Hello HN!
I became frustrated with the unpredictible/poor match quality and opaqueness of "relevance scores" in existing fuzzy and fulltext search libs, so I tried something different and this is the result. The main selling point is the result quality / ordering, with best-in-class memory overhead and excellent performance being bonuses. The API is pretty stable at this point, but looking for feedback before committing to 1.0.
TL;DR
The test corpus is a 4MB json file with 162k words/phrases, so give it a second for initial download. You can also drag/drop your own text/json corpus into the UI to try it against your own dataset.
Live demo/compare with a few other libs (there are many more in the codebase, in various states of completion, WIP):
https://leeoniya.github.io/uFuzzy/demos/compare.html?libs=uF...
In isolation for perf assessment:
https://leeoniya.github.io/uFuzzy/demos/compare.html?libs=uF...
To increase fuzziness and get broader results, try setting intraMax=1 (core) and enable outOfOrder (userland):
https://leeoniya.github.io/uFuzzy/demos/compare.html?libs=uF...

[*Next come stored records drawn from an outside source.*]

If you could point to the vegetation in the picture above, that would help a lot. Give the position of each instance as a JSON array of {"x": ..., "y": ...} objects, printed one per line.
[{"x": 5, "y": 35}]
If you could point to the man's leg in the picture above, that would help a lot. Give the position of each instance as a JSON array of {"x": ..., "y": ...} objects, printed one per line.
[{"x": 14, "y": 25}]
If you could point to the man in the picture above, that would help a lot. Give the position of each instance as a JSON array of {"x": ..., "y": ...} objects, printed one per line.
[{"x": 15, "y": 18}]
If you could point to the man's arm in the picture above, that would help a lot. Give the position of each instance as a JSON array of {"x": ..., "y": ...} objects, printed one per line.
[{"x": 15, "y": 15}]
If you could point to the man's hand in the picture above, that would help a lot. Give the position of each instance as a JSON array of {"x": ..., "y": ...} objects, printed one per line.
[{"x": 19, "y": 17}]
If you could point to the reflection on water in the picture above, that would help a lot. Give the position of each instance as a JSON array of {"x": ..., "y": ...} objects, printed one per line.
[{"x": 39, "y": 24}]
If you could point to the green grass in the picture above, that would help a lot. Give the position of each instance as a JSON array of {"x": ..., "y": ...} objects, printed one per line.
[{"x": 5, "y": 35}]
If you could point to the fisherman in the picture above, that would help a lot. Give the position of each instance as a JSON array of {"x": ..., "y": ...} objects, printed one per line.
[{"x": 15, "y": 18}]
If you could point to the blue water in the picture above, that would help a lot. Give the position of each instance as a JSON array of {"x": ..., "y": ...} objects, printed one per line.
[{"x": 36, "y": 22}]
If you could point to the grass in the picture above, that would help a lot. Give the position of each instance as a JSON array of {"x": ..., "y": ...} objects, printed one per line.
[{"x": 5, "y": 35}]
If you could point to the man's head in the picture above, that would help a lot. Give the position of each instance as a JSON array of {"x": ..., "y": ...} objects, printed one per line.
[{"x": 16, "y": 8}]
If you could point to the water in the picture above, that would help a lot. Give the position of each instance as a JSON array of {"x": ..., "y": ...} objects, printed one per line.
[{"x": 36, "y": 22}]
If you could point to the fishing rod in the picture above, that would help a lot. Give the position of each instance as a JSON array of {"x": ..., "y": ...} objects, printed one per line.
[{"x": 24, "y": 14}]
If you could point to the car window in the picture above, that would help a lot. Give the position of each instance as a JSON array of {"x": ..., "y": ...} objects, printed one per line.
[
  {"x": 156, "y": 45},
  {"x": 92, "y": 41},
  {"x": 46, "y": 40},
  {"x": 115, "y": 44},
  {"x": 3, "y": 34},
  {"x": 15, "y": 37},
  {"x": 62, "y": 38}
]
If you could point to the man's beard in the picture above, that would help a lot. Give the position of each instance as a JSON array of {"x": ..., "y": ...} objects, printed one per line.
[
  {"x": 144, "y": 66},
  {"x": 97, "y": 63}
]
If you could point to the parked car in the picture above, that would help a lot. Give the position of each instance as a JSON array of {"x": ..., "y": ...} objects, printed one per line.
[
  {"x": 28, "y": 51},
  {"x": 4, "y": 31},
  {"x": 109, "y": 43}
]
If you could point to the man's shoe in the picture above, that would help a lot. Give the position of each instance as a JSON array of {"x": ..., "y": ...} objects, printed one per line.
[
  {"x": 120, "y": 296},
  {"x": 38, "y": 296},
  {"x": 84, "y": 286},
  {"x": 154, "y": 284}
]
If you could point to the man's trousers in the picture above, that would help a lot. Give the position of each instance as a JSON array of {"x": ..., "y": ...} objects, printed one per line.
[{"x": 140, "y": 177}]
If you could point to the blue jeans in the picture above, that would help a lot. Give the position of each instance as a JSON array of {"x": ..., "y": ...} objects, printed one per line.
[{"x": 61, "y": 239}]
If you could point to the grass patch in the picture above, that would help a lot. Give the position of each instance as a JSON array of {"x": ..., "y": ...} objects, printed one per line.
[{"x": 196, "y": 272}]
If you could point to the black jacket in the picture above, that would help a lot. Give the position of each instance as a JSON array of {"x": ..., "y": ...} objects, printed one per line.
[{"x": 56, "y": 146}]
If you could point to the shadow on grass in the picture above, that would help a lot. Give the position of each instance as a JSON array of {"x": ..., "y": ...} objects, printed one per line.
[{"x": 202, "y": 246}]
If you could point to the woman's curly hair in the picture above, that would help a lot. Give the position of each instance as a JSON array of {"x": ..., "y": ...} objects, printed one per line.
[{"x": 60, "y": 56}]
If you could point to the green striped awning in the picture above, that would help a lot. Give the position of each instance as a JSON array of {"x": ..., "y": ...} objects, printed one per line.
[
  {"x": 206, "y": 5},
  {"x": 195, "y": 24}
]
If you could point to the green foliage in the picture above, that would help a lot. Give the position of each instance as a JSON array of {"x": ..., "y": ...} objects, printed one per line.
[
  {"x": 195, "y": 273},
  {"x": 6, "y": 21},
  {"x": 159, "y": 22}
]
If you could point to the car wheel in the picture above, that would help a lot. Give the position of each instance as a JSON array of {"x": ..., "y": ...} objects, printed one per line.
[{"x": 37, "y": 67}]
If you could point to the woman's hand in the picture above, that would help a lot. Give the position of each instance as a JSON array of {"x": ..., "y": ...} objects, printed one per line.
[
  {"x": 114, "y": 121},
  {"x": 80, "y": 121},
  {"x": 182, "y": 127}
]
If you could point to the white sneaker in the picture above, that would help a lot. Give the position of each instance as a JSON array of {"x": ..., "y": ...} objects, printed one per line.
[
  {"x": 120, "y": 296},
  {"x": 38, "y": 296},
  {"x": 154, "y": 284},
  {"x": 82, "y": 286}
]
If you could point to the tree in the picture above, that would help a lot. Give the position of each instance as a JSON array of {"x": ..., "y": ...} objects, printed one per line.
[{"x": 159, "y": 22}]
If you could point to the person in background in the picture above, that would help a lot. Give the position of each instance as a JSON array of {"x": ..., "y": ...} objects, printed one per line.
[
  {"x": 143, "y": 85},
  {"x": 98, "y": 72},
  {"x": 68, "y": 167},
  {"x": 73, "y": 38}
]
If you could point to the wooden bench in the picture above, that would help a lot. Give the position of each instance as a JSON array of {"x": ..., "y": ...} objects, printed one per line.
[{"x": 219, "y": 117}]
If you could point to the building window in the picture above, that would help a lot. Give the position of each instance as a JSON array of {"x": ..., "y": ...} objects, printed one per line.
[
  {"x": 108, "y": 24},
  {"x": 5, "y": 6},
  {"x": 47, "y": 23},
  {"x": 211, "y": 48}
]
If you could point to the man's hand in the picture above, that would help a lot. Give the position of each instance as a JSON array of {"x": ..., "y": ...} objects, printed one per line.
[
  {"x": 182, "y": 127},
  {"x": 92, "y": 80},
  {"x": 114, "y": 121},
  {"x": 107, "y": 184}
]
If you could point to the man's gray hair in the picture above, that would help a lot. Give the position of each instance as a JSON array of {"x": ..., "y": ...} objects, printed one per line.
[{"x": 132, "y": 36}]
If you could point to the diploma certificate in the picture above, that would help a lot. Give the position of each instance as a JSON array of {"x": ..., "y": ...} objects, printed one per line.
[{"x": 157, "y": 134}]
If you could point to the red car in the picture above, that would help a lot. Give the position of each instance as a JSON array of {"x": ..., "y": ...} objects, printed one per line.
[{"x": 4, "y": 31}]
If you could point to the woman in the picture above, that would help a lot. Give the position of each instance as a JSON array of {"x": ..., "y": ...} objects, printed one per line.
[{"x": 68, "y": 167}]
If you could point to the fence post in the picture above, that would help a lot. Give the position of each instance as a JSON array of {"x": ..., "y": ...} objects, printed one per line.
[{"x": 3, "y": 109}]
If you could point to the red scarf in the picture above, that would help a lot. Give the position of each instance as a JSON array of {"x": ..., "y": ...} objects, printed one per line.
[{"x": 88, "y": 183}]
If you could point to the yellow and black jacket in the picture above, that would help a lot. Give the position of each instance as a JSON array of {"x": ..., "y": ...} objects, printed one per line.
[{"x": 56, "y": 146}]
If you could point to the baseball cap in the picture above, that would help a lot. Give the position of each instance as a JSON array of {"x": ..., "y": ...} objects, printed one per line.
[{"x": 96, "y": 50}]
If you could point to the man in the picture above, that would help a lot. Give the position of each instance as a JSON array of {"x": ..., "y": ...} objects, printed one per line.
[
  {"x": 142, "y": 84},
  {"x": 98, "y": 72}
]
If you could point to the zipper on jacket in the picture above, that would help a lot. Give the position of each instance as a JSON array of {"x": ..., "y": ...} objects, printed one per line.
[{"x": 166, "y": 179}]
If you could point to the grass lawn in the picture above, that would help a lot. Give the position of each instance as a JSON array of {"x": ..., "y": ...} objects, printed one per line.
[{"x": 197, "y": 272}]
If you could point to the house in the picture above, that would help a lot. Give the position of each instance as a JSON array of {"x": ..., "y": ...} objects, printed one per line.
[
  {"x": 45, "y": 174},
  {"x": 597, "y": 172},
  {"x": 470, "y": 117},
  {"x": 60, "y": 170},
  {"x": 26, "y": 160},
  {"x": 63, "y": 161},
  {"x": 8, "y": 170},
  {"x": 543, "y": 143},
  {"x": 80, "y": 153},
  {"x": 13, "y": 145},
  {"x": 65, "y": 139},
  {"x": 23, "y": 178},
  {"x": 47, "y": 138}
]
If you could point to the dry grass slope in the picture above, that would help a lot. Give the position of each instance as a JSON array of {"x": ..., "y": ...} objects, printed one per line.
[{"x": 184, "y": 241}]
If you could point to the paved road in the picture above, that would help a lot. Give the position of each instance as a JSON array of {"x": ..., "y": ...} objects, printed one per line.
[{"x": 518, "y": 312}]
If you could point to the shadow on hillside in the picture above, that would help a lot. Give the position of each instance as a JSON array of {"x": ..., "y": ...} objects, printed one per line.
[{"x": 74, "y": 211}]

Also play with the sortPreset selector to swap out the default Array.sort() for one in userland that prioritizes typehead-ness (the resultset remains identical).
Still TODO:
- Example of stripping diacritics
- Example of using non-latin charsets
- Example of prefix-caching to improve typeahead perf even further
- Example of poor man's document search (matching multiple object properties)
That's all, thanks!
I am also quite frustrated with the current state of full text search in the javascript world. All libs I've tried miss the most basic examples and their community seems to ignore it. Will give yours a try but it already looks much better from the comparison page.
Edit: Nope, your lib doesn't seem to handle substitution well (THE most common type of typo), so yep, we are back to square one ...